Alaska Sen. Mark Begich is all of a sudden the likely beneficiary of a legislative blunder that may send more voters to the polls this fall.
Begich's midterm electorate is expected to expand as a result of the Republican-controlled state Legislature’s failure to gavel out by its April 20 deadline, an error — or conscious decision, depending on whom you ask — that has been the talk of Alaska political circles for the past few weeks. It automatically shifted to the general election three ballot initiatives on marijuana, the minimum wage and the environment — issues that could draw to the polls voters more likely to also support the Democratic incumbent.
Winning re-election in Alaska, where Republicans outnumber Democrats 2 to 1, is more than a base-turnout game for Begich. It will also require the first-term senator to persuade enough independents and Republicans to support him over his GOP opposition.
Begich was elected in 2008, just days after Sen. Ted Stevens was convicted in federal court on corruption charges, helping boost the then-Anchorage mayor to a winning margin of less than 4,000 votes. Democrats in the state see the ballot initiative moves as similarly beneficial.
“No Democrat in Alaska wins by much statewide,” said state Senate Minority Leader Hollis French, a Democrat running for lieutenant governor. “You need some miracle to win, and this might be just enough of that final boost to carry over the line.” The three measures that will now share a ballot with the gubernatorial contest, Senate race and most of the state legislative seats deal with increasing the minimum wage, legalizing marijuana and forcing the Legislature to ensure no negative impacts on Bristol Bay before a massive mining operation can proceed.
That environmental issue is expected to draw the most passionate response, Alaska Republicans and Democrats said recently. Begich announced opposition to the mine earlier this year. Now, he could see a windfall of support from Alaskans who may not have voted at all in November.
Still, in a brief interview at the Capitol last week, Begich declined to discuss the ramifications of the three initiatives getting bumped to the general.
“We’re always pushing for more voters to turn out, whatever happens,” the Democrat told CQ Roll Call.
His Alaska colleague, Republican Sen. Lisa Murkowski, said in an interview the state will undoubtedly see a voter turnout increase as a result, but she wasn’t sure it would be to Begich’s benefit.
“I think when money is spent on initiatives it generates a constituency that might be more inclined to get out the vote than if there weren't initiatives on the ballot,” Murkowski told CQ Roll Call. “Which way it splits, I can't predict that, but I do think that you will see an uptick in the turnout.”

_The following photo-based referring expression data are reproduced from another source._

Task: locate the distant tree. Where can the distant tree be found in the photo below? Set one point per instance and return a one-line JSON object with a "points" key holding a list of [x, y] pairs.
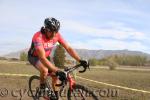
{"points": [[59, 56], [23, 56]]}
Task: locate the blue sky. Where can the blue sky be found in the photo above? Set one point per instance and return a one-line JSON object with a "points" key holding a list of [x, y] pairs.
{"points": [[89, 24]]}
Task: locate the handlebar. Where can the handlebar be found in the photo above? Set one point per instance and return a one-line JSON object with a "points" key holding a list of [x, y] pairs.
{"points": [[69, 70]]}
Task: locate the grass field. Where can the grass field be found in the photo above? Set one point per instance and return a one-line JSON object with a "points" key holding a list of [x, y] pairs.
{"points": [[132, 79]]}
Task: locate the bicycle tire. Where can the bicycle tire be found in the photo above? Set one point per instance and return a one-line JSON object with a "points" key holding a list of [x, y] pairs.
{"points": [[31, 79], [77, 87]]}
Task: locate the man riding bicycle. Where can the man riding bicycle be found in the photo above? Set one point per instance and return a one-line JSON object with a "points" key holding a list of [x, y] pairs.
{"points": [[41, 47]]}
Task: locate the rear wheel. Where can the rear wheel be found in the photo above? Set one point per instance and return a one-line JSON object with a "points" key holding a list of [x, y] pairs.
{"points": [[80, 92]]}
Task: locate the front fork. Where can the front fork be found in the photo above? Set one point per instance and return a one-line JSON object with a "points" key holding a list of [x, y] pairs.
{"points": [[71, 82]]}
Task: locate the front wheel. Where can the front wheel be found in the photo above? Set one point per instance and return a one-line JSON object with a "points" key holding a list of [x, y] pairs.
{"points": [[80, 92]]}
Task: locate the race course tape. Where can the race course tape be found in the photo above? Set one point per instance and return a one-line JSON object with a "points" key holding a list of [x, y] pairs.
{"points": [[122, 87]]}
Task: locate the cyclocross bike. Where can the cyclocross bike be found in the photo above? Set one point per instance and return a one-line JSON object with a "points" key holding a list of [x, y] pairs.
{"points": [[73, 91]]}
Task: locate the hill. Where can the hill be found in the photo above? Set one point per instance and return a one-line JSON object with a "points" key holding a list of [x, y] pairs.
{"points": [[86, 54]]}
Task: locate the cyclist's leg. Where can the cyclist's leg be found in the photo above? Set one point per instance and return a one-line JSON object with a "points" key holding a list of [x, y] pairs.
{"points": [[40, 67], [55, 81], [43, 72]]}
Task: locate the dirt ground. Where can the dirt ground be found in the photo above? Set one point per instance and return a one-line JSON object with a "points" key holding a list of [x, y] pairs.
{"points": [[14, 88]]}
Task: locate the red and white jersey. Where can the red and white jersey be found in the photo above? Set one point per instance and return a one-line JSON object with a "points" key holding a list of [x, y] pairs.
{"points": [[39, 40]]}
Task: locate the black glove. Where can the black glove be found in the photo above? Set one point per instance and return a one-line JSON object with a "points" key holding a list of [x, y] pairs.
{"points": [[61, 75], [84, 63]]}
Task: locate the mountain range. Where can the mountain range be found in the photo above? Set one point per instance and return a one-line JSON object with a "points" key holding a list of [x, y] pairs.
{"points": [[87, 54]]}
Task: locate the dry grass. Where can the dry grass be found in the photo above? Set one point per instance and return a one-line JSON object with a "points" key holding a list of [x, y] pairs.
{"points": [[133, 79]]}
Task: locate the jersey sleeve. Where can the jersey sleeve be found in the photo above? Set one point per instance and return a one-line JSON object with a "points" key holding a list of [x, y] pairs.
{"points": [[38, 43], [61, 39]]}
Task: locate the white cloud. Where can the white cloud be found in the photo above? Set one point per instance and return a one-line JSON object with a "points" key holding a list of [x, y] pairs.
{"points": [[113, 30], [108, 44]]}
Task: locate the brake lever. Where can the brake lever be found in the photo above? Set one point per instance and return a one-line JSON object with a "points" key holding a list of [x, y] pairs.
{"points": [[81, 71]]}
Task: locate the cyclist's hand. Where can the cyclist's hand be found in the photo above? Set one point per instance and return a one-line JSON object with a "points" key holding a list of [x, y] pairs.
{"points": [[61, 75], [84, 63]]}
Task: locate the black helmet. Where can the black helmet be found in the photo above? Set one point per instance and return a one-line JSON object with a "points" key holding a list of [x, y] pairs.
{"points": [[52, 24]]}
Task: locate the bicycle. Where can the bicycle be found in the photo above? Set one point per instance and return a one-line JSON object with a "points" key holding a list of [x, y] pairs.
{"points": [[74, 91]]}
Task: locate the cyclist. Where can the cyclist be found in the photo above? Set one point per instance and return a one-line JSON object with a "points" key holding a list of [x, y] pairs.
{"points": [[41, 47]]}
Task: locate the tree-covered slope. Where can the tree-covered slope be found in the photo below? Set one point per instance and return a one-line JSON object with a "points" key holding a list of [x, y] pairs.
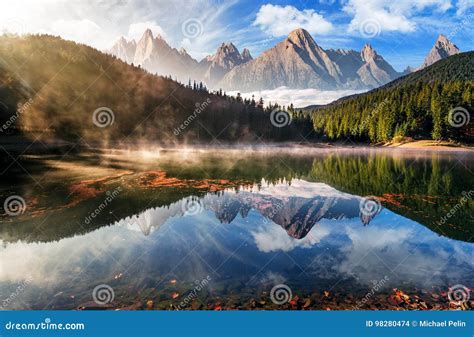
{"points": [[51, 88], [436, 103]]}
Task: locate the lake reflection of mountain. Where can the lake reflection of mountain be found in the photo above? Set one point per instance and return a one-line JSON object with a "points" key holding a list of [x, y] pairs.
{"points": [[307, 235], [296, 207]]}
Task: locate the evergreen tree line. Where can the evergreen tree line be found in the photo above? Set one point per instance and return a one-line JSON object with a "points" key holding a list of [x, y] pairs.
{"points": [[434, 103]]}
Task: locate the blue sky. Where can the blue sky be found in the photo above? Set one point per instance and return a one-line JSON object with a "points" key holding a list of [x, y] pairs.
{"points": [[402, 31]]}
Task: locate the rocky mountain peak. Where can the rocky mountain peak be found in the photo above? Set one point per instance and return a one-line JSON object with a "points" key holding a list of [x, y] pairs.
{"points": [[368, 53], [246, 55], [300, 37], [442, 49], [148, 34]]}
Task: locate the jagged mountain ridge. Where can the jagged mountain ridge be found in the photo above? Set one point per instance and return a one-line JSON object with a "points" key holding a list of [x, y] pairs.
{"points": [[443, 48], [299, 62], [214, 67], [297, 215], [157, 56]]}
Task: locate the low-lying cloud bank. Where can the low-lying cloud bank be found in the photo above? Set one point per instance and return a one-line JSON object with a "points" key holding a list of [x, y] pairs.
{"points": [[299, 97]]}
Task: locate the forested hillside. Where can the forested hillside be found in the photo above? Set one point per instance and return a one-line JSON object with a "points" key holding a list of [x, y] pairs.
{"points": [[434, 103], [50, 88]]}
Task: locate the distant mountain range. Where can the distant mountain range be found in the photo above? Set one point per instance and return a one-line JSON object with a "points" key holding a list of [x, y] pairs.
{"points": [[296, 62]]}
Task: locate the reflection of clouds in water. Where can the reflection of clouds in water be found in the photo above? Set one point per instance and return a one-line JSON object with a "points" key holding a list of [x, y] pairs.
{"points": [[415, 252], [272, 238], [50, 263]]}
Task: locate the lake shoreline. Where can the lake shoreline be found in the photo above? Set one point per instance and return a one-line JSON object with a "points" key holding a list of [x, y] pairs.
{"points": [[28, 147]]}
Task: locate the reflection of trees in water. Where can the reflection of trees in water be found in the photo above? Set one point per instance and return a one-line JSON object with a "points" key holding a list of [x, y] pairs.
{"points": [[423, 189]]}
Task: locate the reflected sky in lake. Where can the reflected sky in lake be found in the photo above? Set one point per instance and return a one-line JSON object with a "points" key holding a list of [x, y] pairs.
{"points": [[305, 234]]}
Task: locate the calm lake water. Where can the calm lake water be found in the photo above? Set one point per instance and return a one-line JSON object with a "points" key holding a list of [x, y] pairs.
{"points": [[220, 229]]}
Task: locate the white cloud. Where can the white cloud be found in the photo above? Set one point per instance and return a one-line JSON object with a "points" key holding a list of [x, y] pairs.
{"points": [[464, 6], [273, 238], [77, 30], [388, 15], [279, 21], [299, 97], [136, 30]]}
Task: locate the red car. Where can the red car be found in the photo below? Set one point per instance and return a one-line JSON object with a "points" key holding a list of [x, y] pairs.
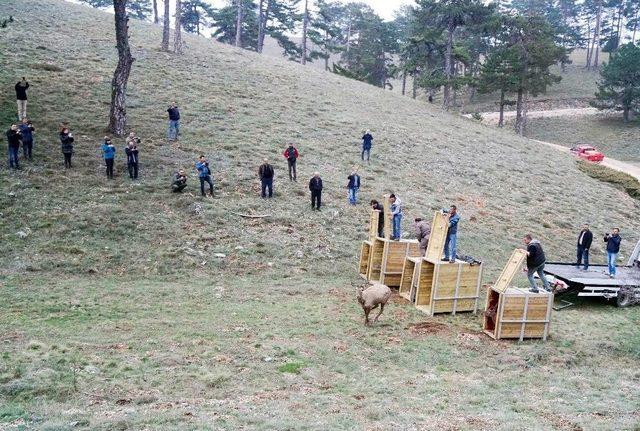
{"points": [[587, 152]]}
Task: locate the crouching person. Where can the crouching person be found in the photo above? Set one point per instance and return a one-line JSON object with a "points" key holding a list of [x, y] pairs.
{"points": [[179, 182]]}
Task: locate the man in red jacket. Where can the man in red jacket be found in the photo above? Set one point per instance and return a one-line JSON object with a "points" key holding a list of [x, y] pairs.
{"points": [[291, 154]]}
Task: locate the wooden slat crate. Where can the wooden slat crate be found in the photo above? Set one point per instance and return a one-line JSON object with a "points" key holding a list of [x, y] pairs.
{"points": [[393, 257], [443, 287], [514, 312]]}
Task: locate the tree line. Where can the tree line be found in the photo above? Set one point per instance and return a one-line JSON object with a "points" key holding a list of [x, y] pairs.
{"points": [[447, 49]]}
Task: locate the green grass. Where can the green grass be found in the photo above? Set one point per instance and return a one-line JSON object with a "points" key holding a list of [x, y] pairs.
{"points": [[115, 312], [607, 132]]}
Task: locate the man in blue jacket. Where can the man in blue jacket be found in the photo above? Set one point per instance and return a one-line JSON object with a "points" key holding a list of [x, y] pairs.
{"points": [[109, 155], [451, 243], [353, 186], [613, 248], [204, 173], [174, 122], [26, 130]]}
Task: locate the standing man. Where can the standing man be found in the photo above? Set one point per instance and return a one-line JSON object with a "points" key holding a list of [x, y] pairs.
{"points": [[423, 233], [315, 185], [367, 139], [132, 155], [585, 237], [613, 248], [266, 174], [204, 173], [451, 243], [396, 213], [26, 131], [535, 263], [21, 98], [174, 122], [291, 154], [353, 186], [179, 182], [13, 140], [377, 206], [109, 155]]}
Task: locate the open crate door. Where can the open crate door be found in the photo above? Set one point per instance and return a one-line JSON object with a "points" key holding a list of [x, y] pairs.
{"points": [[510, 270], [439, 229]]}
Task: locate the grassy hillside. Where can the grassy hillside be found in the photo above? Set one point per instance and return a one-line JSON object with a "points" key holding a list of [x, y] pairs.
{"points": [[118, 311]]}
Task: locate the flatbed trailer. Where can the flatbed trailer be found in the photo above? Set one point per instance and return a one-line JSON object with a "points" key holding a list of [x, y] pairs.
{"points": [[595, 282]]}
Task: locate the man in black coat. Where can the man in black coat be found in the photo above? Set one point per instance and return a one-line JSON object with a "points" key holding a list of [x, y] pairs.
{"points": [[585, 238], [315, 185], [535, 263]]}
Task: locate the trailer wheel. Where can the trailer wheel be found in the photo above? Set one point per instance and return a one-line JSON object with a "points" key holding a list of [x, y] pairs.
{"points": [[625, 297]]}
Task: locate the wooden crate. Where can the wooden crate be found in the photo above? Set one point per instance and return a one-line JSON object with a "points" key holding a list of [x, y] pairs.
{"points": [[365, 253], [444, 287], [513, 312]]}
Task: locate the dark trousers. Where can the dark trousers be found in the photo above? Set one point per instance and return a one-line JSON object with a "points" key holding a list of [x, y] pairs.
{"points": [[267, 183], [316, 198], [203, 180], [583, 254], [27, 148], [292, 169], [109, 163], [14, 161], [133, 170]]}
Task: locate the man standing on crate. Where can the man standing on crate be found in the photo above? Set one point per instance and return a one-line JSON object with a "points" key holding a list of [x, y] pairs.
{"points": [[535, 263], [585, 238]]}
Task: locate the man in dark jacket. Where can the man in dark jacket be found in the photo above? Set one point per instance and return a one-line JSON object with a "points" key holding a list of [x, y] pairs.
{"points": [[26, 131], [266, 174], [315, 185], [353, 186], [585, 237], [377, 206], [174, 122], [21, 98], [132, 155], [204, 173], [367, 139], [13, 140], [291, 154], [179, 182], [535, 263], [613, 248]]}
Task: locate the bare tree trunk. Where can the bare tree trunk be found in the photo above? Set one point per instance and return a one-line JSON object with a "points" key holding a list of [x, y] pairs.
{"points": [[177, 36], [239, 24], [118, 112], [448, 65], [155, 12], [260, 25], [305, 23], [501, 120], [165, 27]]}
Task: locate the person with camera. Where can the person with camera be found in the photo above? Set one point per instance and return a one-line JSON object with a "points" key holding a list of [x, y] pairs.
{"points": [[13, 139], [585, 238], [613, 241], [204, 173], [109, 155], [179, 182], [26, 131], [132, 155], [66, 141], [174, 122], [451, 243], [266, 174], [291, 154], [21, 98]]}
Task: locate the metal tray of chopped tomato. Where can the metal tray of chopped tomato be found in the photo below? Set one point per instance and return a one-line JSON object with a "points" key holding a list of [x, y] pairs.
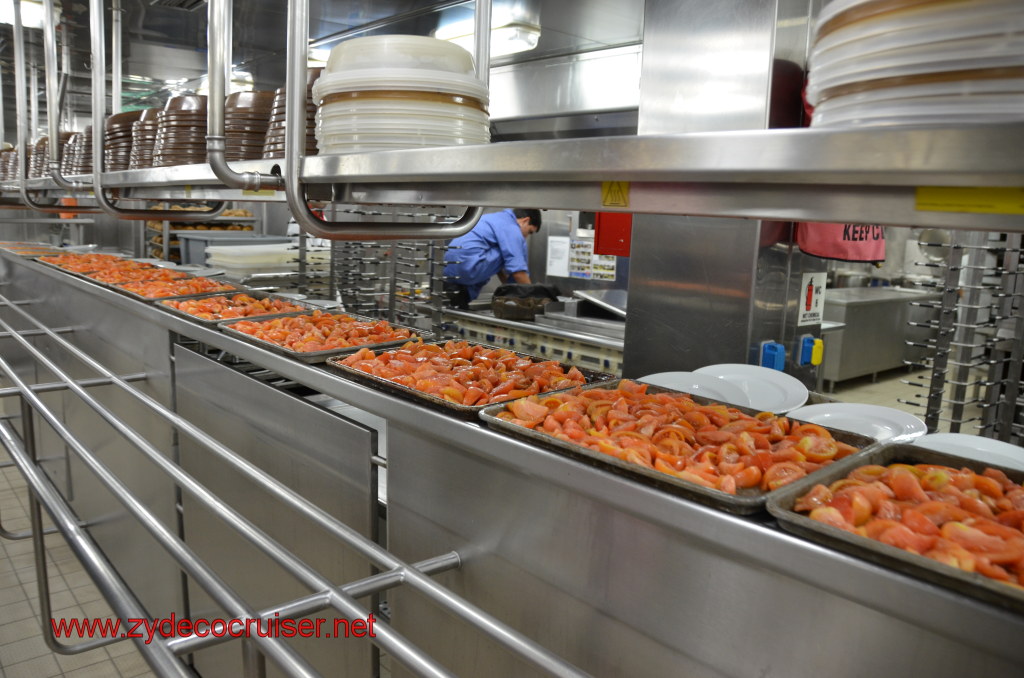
{"points": [[232, 289], [744, 502], [923, 567], [463, 411], [318, 356], [304, 307]]}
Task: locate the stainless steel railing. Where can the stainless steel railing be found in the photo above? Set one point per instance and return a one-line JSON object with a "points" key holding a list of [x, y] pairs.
{"points": [[295, 135]]}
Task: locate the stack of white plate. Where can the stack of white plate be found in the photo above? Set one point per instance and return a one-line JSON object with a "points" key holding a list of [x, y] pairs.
{"points": [[925, 61], [396, 91]]}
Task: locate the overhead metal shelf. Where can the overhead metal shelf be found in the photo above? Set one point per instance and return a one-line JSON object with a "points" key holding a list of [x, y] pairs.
{"points": [[850, 175]]}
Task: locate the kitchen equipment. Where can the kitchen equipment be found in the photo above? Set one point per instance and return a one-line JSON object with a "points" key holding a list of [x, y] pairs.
{"points": [[971, 584]]}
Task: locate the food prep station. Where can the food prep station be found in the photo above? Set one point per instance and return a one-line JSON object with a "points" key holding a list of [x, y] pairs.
{"points": [[238, 479]]}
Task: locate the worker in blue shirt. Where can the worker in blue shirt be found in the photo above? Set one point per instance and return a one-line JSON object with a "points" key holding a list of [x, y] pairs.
{"points": [[496, 245]]}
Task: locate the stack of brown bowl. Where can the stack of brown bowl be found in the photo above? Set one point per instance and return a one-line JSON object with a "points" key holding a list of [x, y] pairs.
{"points": [[78, 154], [180, 132], [143, 135], [117, 144], [273, 145], [246, 120]]}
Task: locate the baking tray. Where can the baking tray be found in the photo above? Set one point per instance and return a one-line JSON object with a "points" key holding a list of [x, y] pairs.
{"points": [[970, 584], [744, 502], [117, 287], [254, 294], [318, 356], [464, 411]]}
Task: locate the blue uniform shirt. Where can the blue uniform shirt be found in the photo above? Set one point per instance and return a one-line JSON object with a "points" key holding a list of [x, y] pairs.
{"points": [[495, 244]]}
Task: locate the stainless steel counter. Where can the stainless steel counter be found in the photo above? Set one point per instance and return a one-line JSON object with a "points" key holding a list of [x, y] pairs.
{"points": [[620, 579]]}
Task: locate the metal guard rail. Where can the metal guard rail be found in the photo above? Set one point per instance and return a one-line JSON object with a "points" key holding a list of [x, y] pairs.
{"points": [[295, 134], [325, 594]]}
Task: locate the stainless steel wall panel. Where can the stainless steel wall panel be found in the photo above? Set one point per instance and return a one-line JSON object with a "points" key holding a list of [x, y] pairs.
{"points": [[317, 453]]}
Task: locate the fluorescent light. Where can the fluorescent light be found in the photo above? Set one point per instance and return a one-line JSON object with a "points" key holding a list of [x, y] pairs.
{"points": [[506, 38], [32, 13]]}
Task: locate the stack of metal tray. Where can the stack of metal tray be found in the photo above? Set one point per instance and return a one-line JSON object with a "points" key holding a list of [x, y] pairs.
{"points": [[971, 584], [253, 293], [317, 356], [744, 502], [462, 411]]}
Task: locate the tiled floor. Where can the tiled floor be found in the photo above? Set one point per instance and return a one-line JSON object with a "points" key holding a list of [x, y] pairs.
{"points": [[23, 653]]}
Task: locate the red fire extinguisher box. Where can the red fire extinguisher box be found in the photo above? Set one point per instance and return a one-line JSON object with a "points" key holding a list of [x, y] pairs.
{"points": [[612, 231]]}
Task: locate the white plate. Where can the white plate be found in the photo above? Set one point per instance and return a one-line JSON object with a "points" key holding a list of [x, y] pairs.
{"points": [[974, 447], [875, 421], [766, 389], [699, 384]]}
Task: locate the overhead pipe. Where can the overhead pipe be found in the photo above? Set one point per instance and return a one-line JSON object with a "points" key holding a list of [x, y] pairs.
{"points": [[54, 98], [295, 141], [19, 107], [218, 66], [97, 28]]}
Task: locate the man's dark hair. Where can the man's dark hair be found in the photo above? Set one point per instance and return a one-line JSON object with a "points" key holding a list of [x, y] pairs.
{"points": [[535, 216]]}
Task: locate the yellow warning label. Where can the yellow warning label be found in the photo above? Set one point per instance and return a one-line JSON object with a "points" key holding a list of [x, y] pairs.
{"points": [[980, 200], [615, 194]]}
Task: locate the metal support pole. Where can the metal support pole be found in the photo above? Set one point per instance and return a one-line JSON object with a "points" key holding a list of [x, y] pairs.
{"points": [[481, 40], [386, 638]]}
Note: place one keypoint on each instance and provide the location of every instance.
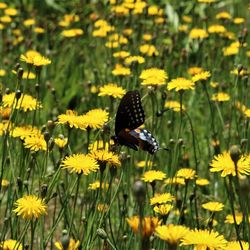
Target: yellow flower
(201, 76)
(196, 33)
(35, 143)
(204, 239)
(235, 245)
(186, 173)
(174, 105)
(163, 209)
(153, 77)
(131, 59)
(213, 206)
(148, 225)
(25, 102)
(223, 162)
(72, 32)
(119, 70)
(113, 90)
(80, 163)
(153, 175)
(230, 219)
(30, 206)
(105, 157)
(171, 233)
(180, 84)
(220, 97)
(11, 244)
(149, 49)
(161, 198)
(73, 245)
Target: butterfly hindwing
(130, 114)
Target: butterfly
(129, 117)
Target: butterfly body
(130, 116)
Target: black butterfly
(129, 117)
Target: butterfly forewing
(130, 113)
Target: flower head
(80, 163)
(30, 206)
(112, 90)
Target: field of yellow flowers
(82, 166)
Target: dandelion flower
(153, 175)
(224, 163)
(171, 233)
(204, 239)
(213, 206)
(180, 84)
(30, 206)
(112, 90)
(148, 225)
(161, 198)
(153, 77)
(80, 163)
(11, 245)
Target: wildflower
(80, 163)
(73, 245)
(35, 143)
(163, 209)
(148, 225)
(230, 219)
(220, 97)
(25, 102)
(131, 59)
(235, 245)
(161, 198)
(201, 76)
(213, 206)
(11, 245)
(180, 84)
(149, 49)
(119, 70)
(186, 173)
(174, 105)
(153, 77)
(223, 162)
(204, 239)
(30, 206)
(153, 175)
(112, 90)
(171, 233)
(196, 33)
(105, 157)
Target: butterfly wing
(130, 114)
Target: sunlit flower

Begich could conceivably face one of three Republicans vying for the nomination in the Aug. 19 primary, but former state Natural Resources Commissioner Dan Sullivan is the clear front-runner and favorite of national party strategists. Also running are Lt. Gov. Mead Treadwell and attorney Joe Miller, who was the party’s Senate nominee in 2010.
While Begich remains among the most vulnerable incumbents of the cycle, multiple Republicans in the state who spoke with CQ Roll Call were fairly adamant that he would see a benefit from the initiatives appearing on the ballot, no matter his opponent.
“If it was a presidential year, I’d say it was shrub at the shoulder,” GOP pollster Marc Hellenthal said. “It’s not, so you’ll get people that will only vote because of Pebble Mine or only vote because of marijuana or would only vote because of minimum wage. Those three groups of marginal voters should favor Begich.”
Beyond the numbers, there is frustration among Republicans with an interest in the Senate race that state legislative leaders may have deliberately pushed the three initiatives to the general to help their side on an oil tax referendum that will still appear on the primary ballot.
“I think it was a very conscious decision for a hugely important economic issue, to try and move the three initiatives away from impacting it,” said Art Hackney, a veteran Republican consultant in the state, who is running a super PAC supporting Sullivan.
“But the duplicity of it is just what I said,” Hackney continued. “The turnout model with a lot of them being one-issue voters, they skew vastly toward Mark Begich and Byron Mallott for governor in the general now.”
Republican state Senate Majority Leader John Coghill poured cold water on the impact, citing the number of competitive races on the ballot this cycle.
“To get out the vote is going to be highly concentrated this year like never before,” he said. “So will these ballot measures affect some of those things? If they do, to me it’s marginal.”
Regardless of any potential impact, the Begich campaign intends to continue to drive home the message that the senator has fought for Alaska interests during his six years in office. Begich’s last few TV ads have featured him flying to remote parts of the state and highlighting his push for oil drilling while riding a snowmachine across the frozen Arctic Ocean.
Still, political insiders in the state said the incumbent has reason to smile.
“I’m sure Begich is happy,” Hellenthal said.
Bridget Bowman contributed to this report.